Over the course of my Tufts experience, I have run the gamut of housing: Miller, Haskell, abroad, and now Sophia Gordon Hall. Even while abroad living with host families, I experienced the bad and the good. I have also heard a wide range of discussions on how we should change our housing lottery system, including this idea of pricing dorms differently. Personally, I think this would be a terrible idea that would severely affect Tufts' culture.
Imagine coming to Tufts your
freshman year, and based on the amount your family could pay, you are assigned housing. The children of the privileged take over Sophia Gordon, and the poor souls whose parents do not have such lucrative professions are sentenced to four years in the "dungeons" of Haskell and Wren.

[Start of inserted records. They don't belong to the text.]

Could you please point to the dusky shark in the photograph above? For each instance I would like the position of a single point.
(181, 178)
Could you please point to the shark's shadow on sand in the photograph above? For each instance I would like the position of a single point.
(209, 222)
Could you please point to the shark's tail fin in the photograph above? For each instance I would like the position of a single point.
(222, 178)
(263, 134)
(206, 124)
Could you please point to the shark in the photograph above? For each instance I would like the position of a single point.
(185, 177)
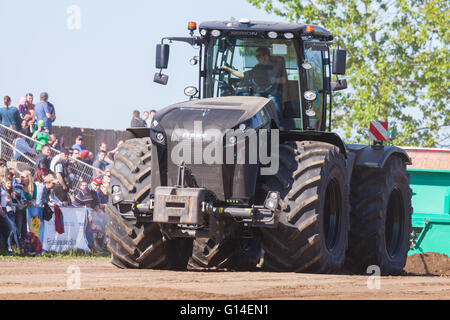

Your freshman hall, rather than being the delightfully bizarre cast of characters we have all come to know and love, would lack diversity and be full of people with backgrounds very similar to yours. Not only would this segregate the school along financial lines, but it would also create an elitist culture among the wealthy and break down the morale of those who work just as hard, but whose finances hold them back.
Every one of us who goes to Tufts got in on our own merit. We all have an equal right to take advantage of all the opportunities Tufts has to offer, regardless of our socioeconomic status. Approximately 50 percent of the students at this school receive some form of financial aid; that does not make one-half of the school more worthy of anything than the other.
In fact, college is a chance for all of us to escape the constraints of our backgrounds and form a reputation on what we do, not what we have. It would be a shame to give students financial aid and then treat them as second-rate citizens by dismissing them to the "bad" dorms.
I agree that in the long term, Tufts should work on improving the dorms that need work. As an institution, we should not accept a gaping inequality in housing, and I think the administration is doing what it can to work on that, albeit at a slow pace.
If you would prefer having different price selections, you are welcome to look off-campus as an upperclassman. There are plenty of people who gladly pay for the convenient location of College Avenue and others are willing to schlep from Bowdoin Street so they can pay a more reasonable price. Personally, I am glad that Tufts housing is not like the Medford/Somerville rental market.
Please Tufts, let's not lose sight of fairness out of frustration from the housing lottery. The new three-year lottery system may not be the most desirable, but at least it is fair to each student.
Sure, you might be stuck in Haskell for a year, but hey, at least the bricks are quaint, and you just might end up in Sophia for senior year.
Meghan Fenzel is a senior double majoring in international relations and French.